Indeed, Comey said that “any reasonable person in Secretary Clinton’s position” should’ve known not to communicate classified information across unsecured servers. He further said that “hostile actors gained access to the private commercial email accounts of people with whom Secretary Clinton was in regular contact from her personal account,” and that “it is possible that hostile actors gained access to Secretary Clinton’s personal email account.”
Hmm, ya think?
For these reasons, as our Mark Alexander and others have repeatedly pointed out, Hillary Clinton’s acknowledged mishandling of classified information via unsecured electronic transmission systems was incomparably more egregious than Donald Trump’s alleged mishandling of classified information on hardcopies kept within secure areas of his Mar-a-Lago estate. We don’t know what documents, exactly, were in Trump’s basement, but we do know that they were infinitely less susceptible to compromise than the classified and top-secret info that was being freely passed around on clintonmail.com.
And yet, a moment after Comey’s damning assessment of Clinton’s behavior, he let her off the hook: “Although there is evidence of potential violations of the statutes regarding the handling of classified information, our judgment is that no reasonable prosecutor would bring such a case.”
Comey, at that point, no doubt felt that he’d accomplished his mission — that he’d defused the looming expectation among many voters that Clinton would have to answer legally for her private server malfeasance. Comey would ultimately be forced to revisit this issue just 11 days before the election due to new emails and new information becoming available, but the FBI has already made its decision: Clinton would not be held legally accountable for her clear violations of the Espionage Act.

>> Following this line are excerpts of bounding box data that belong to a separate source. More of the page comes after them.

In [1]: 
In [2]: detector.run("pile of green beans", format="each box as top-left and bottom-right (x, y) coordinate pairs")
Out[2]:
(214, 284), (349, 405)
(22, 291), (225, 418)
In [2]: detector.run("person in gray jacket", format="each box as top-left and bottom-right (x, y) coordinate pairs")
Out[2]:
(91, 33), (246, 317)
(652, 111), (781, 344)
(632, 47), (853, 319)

And, try as we might, we can’t remember the FBI ever executing a raid of Hillary’s Chappaqua home.
Now contrast this kid-glove treatment with that of Donald Trump, a distinction that hasn’t been lost on the editors of The Wall Street Journal’s editorial board. They write:
We criticized that decision at the time, but for better or worse Mr. Comey and the Obama Justice Department had set the Clinton Standard for treating a prominent politician who mishandles classified documents. Lesser public officials might have been prosecuted, or at least sanctioned, and some were. But from then on any such prosecution for comparable alleged offenses has to be made in light of the Comey-Lynch-Clinton precedent. All of this bears on the current furor over Donald Trump’s handling of classified documents at his home in Mar-a-Lago. If Mrs. Clinton wasn’t prosecuted, is there a different standard for Mr. Trump?
The question answers itself: Of course there’s a different standard. And we haven’t even mentioned Clinton’s obvious obstruction of justice, her deletion of 33,000 emails under congressional subpoena, her “acid washing” of the incriminating hard drive with BleachBit, and her destruction of multiple mobile devices with hammers.

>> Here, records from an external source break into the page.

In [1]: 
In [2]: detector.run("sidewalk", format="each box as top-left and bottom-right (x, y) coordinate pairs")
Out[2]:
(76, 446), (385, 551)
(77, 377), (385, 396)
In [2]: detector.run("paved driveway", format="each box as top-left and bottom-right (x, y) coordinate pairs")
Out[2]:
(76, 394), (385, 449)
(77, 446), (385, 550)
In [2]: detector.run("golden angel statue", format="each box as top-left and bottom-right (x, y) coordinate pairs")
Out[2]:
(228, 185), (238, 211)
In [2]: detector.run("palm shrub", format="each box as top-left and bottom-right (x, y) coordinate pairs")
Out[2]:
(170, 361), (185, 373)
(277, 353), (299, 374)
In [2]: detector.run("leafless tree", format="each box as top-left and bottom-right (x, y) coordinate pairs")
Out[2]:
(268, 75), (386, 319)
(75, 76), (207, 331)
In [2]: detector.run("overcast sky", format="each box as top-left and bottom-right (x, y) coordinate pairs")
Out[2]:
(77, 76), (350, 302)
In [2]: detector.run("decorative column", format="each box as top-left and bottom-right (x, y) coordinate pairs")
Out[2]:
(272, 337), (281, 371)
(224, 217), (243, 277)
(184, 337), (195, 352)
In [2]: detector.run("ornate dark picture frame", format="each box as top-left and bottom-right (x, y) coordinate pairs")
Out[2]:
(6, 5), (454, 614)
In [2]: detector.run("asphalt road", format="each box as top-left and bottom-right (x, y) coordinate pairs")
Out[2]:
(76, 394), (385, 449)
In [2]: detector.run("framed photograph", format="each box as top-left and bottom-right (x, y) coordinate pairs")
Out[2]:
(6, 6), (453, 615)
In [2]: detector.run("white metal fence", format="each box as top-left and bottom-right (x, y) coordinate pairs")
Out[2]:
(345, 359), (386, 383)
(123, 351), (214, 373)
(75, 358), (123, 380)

“Most Republicans, including me, believe when it comes to Trump, there is no law.” So said South Carolina Republican Senator Lindsey Graham on Sunday night. He continued: “It’s all about getting him. There is a double standard when it comes to Trump. What happened with Hunter Biden is that the FBI weighed in to make sure the story didn’t break before the 2020 election. We now have whistleblowers at the FBI telling [Republican Senator Chuck] Grassley that they were told to slow down and back off Hunter Biden.”
Graham then offered a chilling assessment of where the Democrats’ rotten and relentless investigation of Donald Trump may be headed: “And I’ll say this: If there’s a prosecution of Donald Trump for mishandling classified information after the Clinton debacle … there’ll be riots in the streets.”